Cracked Passwords when using Brain
When using brain with multiple clients, what happens when a password is cracked by one of the stations?

1.  Where does it store the cracked password?  

2.  Does it send a signal to all of the stations to stop attacking the cracked hash?
1. only the instance that cracked the hash knows about it
2. brain only synchronises attacks, not hashes
Thx for answering that question. Of course, I have another (Give a mouse a cookie).

I'll try to explain.

(While using the brain feature)
If I run an attack on a file that has already been processed, the attacks quits within seconds, which is good.
If I make a copy of that file and run the attack on the file, again it quits within seconds.
If I take just a single hash from the file and copy to a new file and run the attack, it takes the full time to process.

Does it not look at each hash and know if an attack has been run on it before?
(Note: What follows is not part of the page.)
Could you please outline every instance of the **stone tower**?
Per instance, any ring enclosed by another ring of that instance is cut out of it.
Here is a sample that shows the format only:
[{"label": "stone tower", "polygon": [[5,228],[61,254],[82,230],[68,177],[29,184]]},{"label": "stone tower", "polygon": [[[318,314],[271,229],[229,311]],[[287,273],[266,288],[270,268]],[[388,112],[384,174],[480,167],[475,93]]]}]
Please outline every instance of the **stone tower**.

Or is that what client feature 3 does?

Thank You for your time and knowledge.
no, brain only stores a checksum for the whole hash file. If the hash file is different in any way it's considered a different one with independent attack tracking.
That makes sense. Thanks. Although, I am still missing something. I am trying to unveil the potential in using brain.
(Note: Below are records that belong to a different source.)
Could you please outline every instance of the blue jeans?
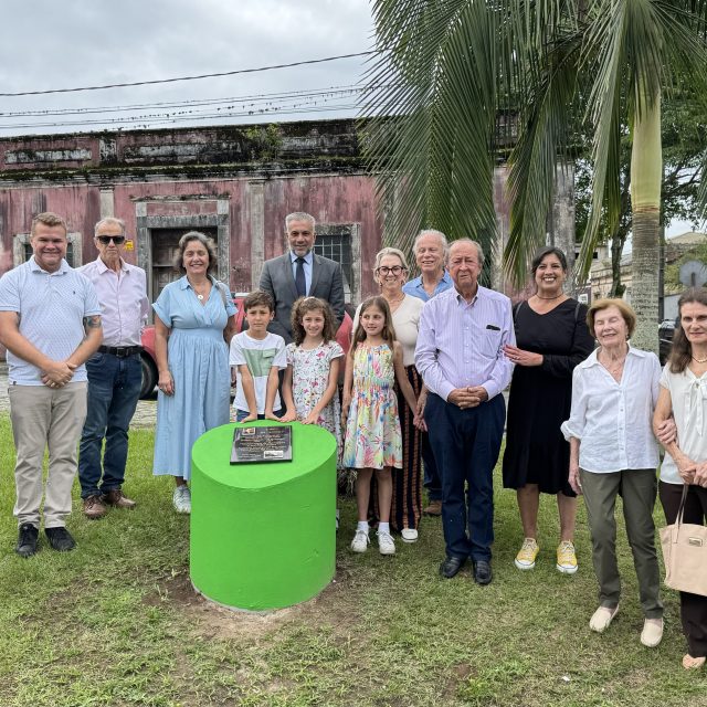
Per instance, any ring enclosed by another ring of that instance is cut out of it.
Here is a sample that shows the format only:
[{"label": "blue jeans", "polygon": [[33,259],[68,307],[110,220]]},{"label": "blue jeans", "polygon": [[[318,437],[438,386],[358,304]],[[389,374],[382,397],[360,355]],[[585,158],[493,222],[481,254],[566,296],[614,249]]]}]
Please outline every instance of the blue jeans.
[{"label": "blue jeans", "polygon": [[450,557],[490,560],[493,476],[505,418],[500,394],[466,410],[434,393],[428,397],[424,419],[442,477],[442,527]]},{"label": "blue jeans", "polygon": [[[283,410],[273,410],[273,412],[278,416],[282,418],[285,413]],[[236,422],[243,422],[243,420],[245,420],[245,418],[247,418],[251,413],[247,410],[239,410],[238,408],[235,409],[235,421]],[[257,415],[258,420],[265,420],[265,415]]]},{"label": "blue jeans", "polygon": [[[126,358],[95,354],[86,361],[86,370],[88,411],[78,447],[82,498],[106,494],[123,485],[128,456],[128,429],[143,383],[139,354]],[[104,437],[106,447],[102,468]]]}]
My goal is to avoid duplicate candidates when running a rule against a hash file. If I run best64.rule, it takes about 22 hours the first time (16800 hash). The second time it only runs a few seconds. I now realize I can't change the hash file, but I took some of the rules from best64 and placed them in another file. When I run the rule with my new rule, it now takes the full time to process.

Apparently my thinking is wrong, but I thought that it would avoid duplicate candidates.

With that in mind, it looks like the only benefit I am getting out of brain is that it memorizes the attack position, which I could do with --restore, right?

I know there has to be a lot more here that I am not seeing.

Thanks again for your response.
which --brain-client-features are you using ?

you must be more precise when you make such statements
furthermore, if you are looking for distributed cracking, you better consider using hashtopolis or similars (hashtopolis also has support for brain features as far as I know).

brain is not meant to distribute work across different systems/rigs, it's just a nice feature to avoid redundant work without any further complications (like checking and syncing dicts etc... which wrappers like hashtopolis are able to do). That's very, very different approaches and features, but sadly a lot of users seem to not understand the differences and mix them up.

For instance, hashcat has a built-in feature called outfile, which is able to remove hashes while cracking, which can be used by wrappers, but also directly together with the brain feature.... but brain is not meant to do ALL things in one... it is specialized at doing one specific thing very fast, i.e. avoid doing the same attack/password check for (very) slow hashes.
Just the default which I understand to be -2.

To accomplish my goal, would I have to use -3. If so, I could see how that could take tons of storage.

Is -2 essentially a glorified --restore function?
no, this has nothing to do with --restore and -2 and -3 are also very different things (--custom-charset1 ... --custom-charset4).

you need to specify --brain-client-features 1 or --brain-client-features 3
Sorry when I said -2 and -3 I meant brain client features 2 and 3. Not custom character sets.

So what I meant is that if I just use the default --brain-client-features 2, is that essentially just the same as --restore?